Der Wolf hat sich umgedreht und humpelt los. In einigem Abstand folgen sie ihm. Der Wolf führt sie zielsicher zu der Stelle, an der er von Logan befreit wurde. Dort erwartet die Folgenden ein merkwürdiger Anblick. Vier weiße Wölfe liegen dicht um einen Menschen herum und wärmen ihn. Es ist Logan Wolf. Ein kleines Stück weiter liegt der Wilderer. Er ist erfroren. Bißwunden an seinem Bein zeigen, dass jemand etwas dagegen hatte, dass er flieht. Er konnte nicht mehr laufen, so heftig sind die Bißwunden.
„Logan! Wach auf!“ Kataya hebt seinen Kopf an. Logan ist warm. Die Wölfe haben ihn gewärmt und somit während des Schneesturms das Leben gerettet.
Axel hält Logan eine Flasche an den Mund. Es ist Whisky. Nach einigen Augenblicken prustet Logan und erwacht.
„Kataya. Wo bin ich? Was ist geschehen?“
„Du bist in Sicherheit. Es war nicht leicht, aber wir haben dich gefunden.“
„Wie?“
„Durch deinen Freund dort.“ Kataya deutet auf den Wolf. „Ein Wolf mit einem rosafarbenen Taschentuch am Hinterbein ist nichts Alltägliches. Noch dazu, wenn die Initialen L. W. draufgestickt sind.“ lächelte sie.
„Und der Wilderer?“
„Er ist erfroren. Ihm ist das gleiche Schicksal wie seinen Opfern zuteil geworden.“
Logan richtet sich auf und wankt zu dem Wolf.

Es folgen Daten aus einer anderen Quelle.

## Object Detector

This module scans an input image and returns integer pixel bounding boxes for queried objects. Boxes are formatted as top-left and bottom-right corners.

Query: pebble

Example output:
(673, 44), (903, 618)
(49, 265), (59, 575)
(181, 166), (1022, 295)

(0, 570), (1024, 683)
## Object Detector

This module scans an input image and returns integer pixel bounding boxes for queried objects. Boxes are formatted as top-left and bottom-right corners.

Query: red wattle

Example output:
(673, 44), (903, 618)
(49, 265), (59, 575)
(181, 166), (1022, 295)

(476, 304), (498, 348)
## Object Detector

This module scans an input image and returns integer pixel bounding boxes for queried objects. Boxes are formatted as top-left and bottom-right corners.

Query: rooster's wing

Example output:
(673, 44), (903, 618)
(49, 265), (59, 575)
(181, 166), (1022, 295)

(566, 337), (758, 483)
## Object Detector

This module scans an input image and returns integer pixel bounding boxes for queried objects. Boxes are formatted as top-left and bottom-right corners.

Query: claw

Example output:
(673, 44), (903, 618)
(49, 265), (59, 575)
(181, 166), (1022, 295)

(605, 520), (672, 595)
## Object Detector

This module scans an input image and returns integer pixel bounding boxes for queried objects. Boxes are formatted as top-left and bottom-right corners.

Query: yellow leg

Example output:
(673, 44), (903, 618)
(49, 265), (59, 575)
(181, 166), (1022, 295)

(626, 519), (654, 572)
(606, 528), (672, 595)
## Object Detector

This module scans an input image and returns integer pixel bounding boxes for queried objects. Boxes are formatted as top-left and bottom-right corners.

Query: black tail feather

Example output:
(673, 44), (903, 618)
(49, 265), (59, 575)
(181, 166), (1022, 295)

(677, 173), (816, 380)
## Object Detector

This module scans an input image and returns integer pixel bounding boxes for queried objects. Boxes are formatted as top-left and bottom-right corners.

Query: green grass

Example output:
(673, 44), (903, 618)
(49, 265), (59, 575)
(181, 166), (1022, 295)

Dieser weicht nicht zurück. Logan krault ihn.
„Danke.“ murmelte er leise. Wie zur Antwort fährt der Wolf ihm mit der Zunge durch das Gesicht. „Hey. Es langt.“ lachte er.
Die vier Wölfe laufen los. Der Wolf humpelt langsam hinterher. Kataya hakt sich bei Logan ein und stützt ihn.
„Es ist ein schönes Tier.“ „Ja.“ Logan nickt.
Bevor der Wolf verschwindet dreht er sich noch einmal um und schaut Logan an. Er heulte. Doch dieses Heulen klingt weder bedrohlich, noch schmerzhaft. Es klingt ganz einfach freundlich, fast glücklich. Der Wolf verschwindet im Wald.
Ende
Ich wünsche Euch ein schönes Wochenende.